背骨の圧迫骨折後のケア

しりもちや転倒をきっかけに、あるいは気づかないうちに、背骨がつぶれるように折れてしまう。骨がもろくなっている高齢の方に起こりやすいけがです。痛みで動けなくなり、動かないうちに体力まで落ちてしまうと、その後の暮らしは大きく変わってしまいます。のびのび訪問施術院は、ご自宅から通うのがむずかしい方のもとへうかがい、鍼とお灸を行う施術院です。この記事では、圧迫骨折のあとに残る痛みとどう向き合うか、そして家で施術を受けるという道について、受診の目安もふまえてお話しします。

この記事の要点背骨の圧迫骨折のあと、状態が落ち着いてから残る痛みやこわばり、そして落ちてしまった体力の回復を、訪問鍼灸マッサージがご自宅で支えます。医師の同意にもとづく医療保険(鍼灸で算定)を使うため、自宅で1名が1術を受ける場合の負担は1割で約395円ほど(総額3,950円)が目安です。国家資格をもつ施術者が伺い、落ちた筋力を取り戻す機能訓練も追加料金なしで組み合わせます。ただし、強い痛みで動けない、痛みが日ごとに増す、足のしびれや排尿・排便のトラブルといった急な変化があるときは、まず整形外科など医療機関を受診してください。

背骨の圧迫骨折とは、どんなけがですか

背骨を形づくっている一つひとつの骨が、上下から押しつぶされるように変形してしまう。これが圧迫骨折です。
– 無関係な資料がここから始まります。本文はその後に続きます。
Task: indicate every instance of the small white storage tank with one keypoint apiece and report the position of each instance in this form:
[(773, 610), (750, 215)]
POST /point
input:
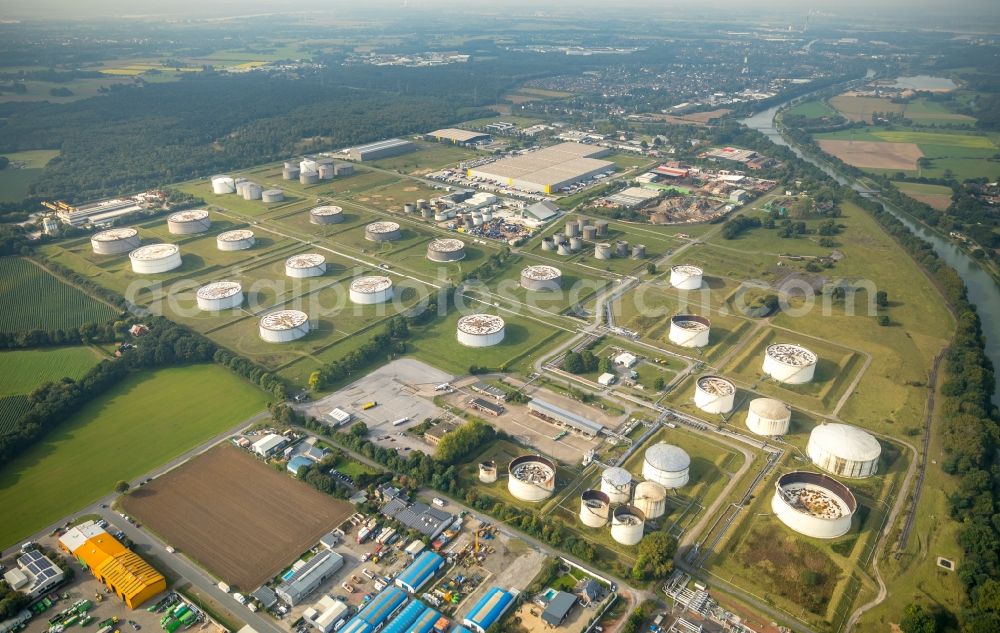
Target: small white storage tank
[(305, 265), (115, 241), (689, 330), (814, 504), (223, 184), (220, 295), (370, 290), (768, 416), (616, 482), (685, 277), (238, 240), (844, 450), (189, 222), (790, 364), (155, 258), (480, 330), (714, 394), (651, 498), (283, 326), (667, 465), (627, 524), (595, 508), (326, 214), (541, 278), (531, 478), (488, 472)]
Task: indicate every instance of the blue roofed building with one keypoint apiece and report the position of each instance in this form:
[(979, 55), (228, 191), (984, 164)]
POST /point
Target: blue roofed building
[(419, 572), (488, 610)]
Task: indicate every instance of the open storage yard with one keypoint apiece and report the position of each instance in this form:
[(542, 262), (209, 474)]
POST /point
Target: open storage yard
[(240, 519)]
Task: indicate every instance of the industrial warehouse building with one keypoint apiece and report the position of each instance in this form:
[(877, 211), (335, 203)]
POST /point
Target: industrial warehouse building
[(306, 578), (553, 413), (546, 170), (381, 149), (126, 574)]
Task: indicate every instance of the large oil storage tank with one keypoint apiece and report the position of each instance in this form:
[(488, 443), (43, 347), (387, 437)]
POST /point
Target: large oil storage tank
[(371, 290), (768, 416), (283, 326), (651, 498), (305, 265), (480, 330), (532, 478), (155, 258), (595, 508), (446, 249), (219, 295), (714, 394), (115, 241), (189, 222), (790, 364), (382, 232), (689, 330), (541, 278), (627, 524), (487, 472), (236, 240), (616, 482), (667, 465), (844, 450), (326, 214), (813, 504), (684, 277), (223, 184)]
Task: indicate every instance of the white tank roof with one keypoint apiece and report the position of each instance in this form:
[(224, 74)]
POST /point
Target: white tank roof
[(667, 457)]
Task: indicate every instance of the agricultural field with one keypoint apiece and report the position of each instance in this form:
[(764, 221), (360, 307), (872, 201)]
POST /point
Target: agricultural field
[(35, 299), (240, 519), (142, 423)]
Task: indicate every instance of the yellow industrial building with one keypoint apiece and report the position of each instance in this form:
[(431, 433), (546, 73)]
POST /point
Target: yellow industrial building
[(123, 571)]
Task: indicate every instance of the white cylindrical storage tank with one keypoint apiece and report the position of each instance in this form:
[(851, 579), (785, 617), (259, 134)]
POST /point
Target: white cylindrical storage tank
[(714, 394), (689, 330), (370, 290), (768, 416), (480, 330), (223, 184), (446, 249), (595, 508), (790, 364), (813, 504), (115, 241), (382, 232), (651, 498), (283, 326), (238, 240), (616, 482), (305, 265), (627, 524), (273, 195), (189, 222), (531, 478), (155, 258), (844, 450), (541, 278), (488, 472), (667, 465), (685, 277), (220, 295), (326, 214)]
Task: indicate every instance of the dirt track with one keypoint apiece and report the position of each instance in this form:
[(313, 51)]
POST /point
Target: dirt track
[(241, 520)]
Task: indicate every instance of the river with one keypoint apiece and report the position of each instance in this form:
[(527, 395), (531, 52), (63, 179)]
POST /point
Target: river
[(982, 289)]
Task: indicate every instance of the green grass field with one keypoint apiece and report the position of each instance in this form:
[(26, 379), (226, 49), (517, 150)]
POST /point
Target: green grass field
[(34, 299), (142, 423)]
骨がもろくなっている高齢の方では、転んだりしりもちをついたりした拍子はもちろん、重い荷物を持ち上げただけで起こることもあります。

背中や腰に強い痛みが出て、寝返りや起き上がりがつらくなり、痛みをかばって寝て過ごすうちに体力や筋力まで落ちてしまう。この「動けない時間」が長引くことが、いちばん心配な点です。

圧迫骨折の回復ステージと、鍼灸マッサージの関わり(目安・個人差あり)
ステージ時期の目安体の状態鍼灸マッサージの関わり
急性期受傷〜数週間強い痛みで動くのがつらいまだ行わず、整形外科の安静・装具の指示が最優先
回復期数週間〜2〜3か月痛みが和らぎ、骨が固まっていく医師の許可のもとで、こわばり緩和・周囲の筋肉のケア・機能訓練
維持期3か月以降骨がついたあと、体力と動きの回復期動ける力の維持と、再び転ばない体づくり

急な強い痛みは、鍼灸より先に整形外科へ

はじめに、どうしてもお伝えしておきたいことがあります。転倒などのあとで背中や腰に強い痛みが出て動けない、痛みが日を追って強くなる、足にしびれや力の入りにくさが出てきた、尿や便が出しにくくなった。こうしたときは骨折や神経への影響が疑われますので、鍼灸を考える前に、まず整形外科など医療機関を受診してください。

折れて間もない時期は、安静や装具、医療的な処置が必要になることがあります。鍼やお灸の出番は、医師の診断を受け、状態が落ち着いてから。残った痛みやこわばり、体力の回復を後押しする役目です。

落ち着いてきたら、鍼やお灸で何ができますか

医療機関で骨の手当てを受け、急な時期を越えると、今度は別の困りごとが出てきます。長く動かせなかったことによる背中や腰のこわばり、痛みをかばう姿勢が続いて生じた周りの筋肉の張り、そして全体的な体力の低下です。浅い呼吸や前かがみの姿勢が続けば、肩や首まで固くなってしまうこともあります。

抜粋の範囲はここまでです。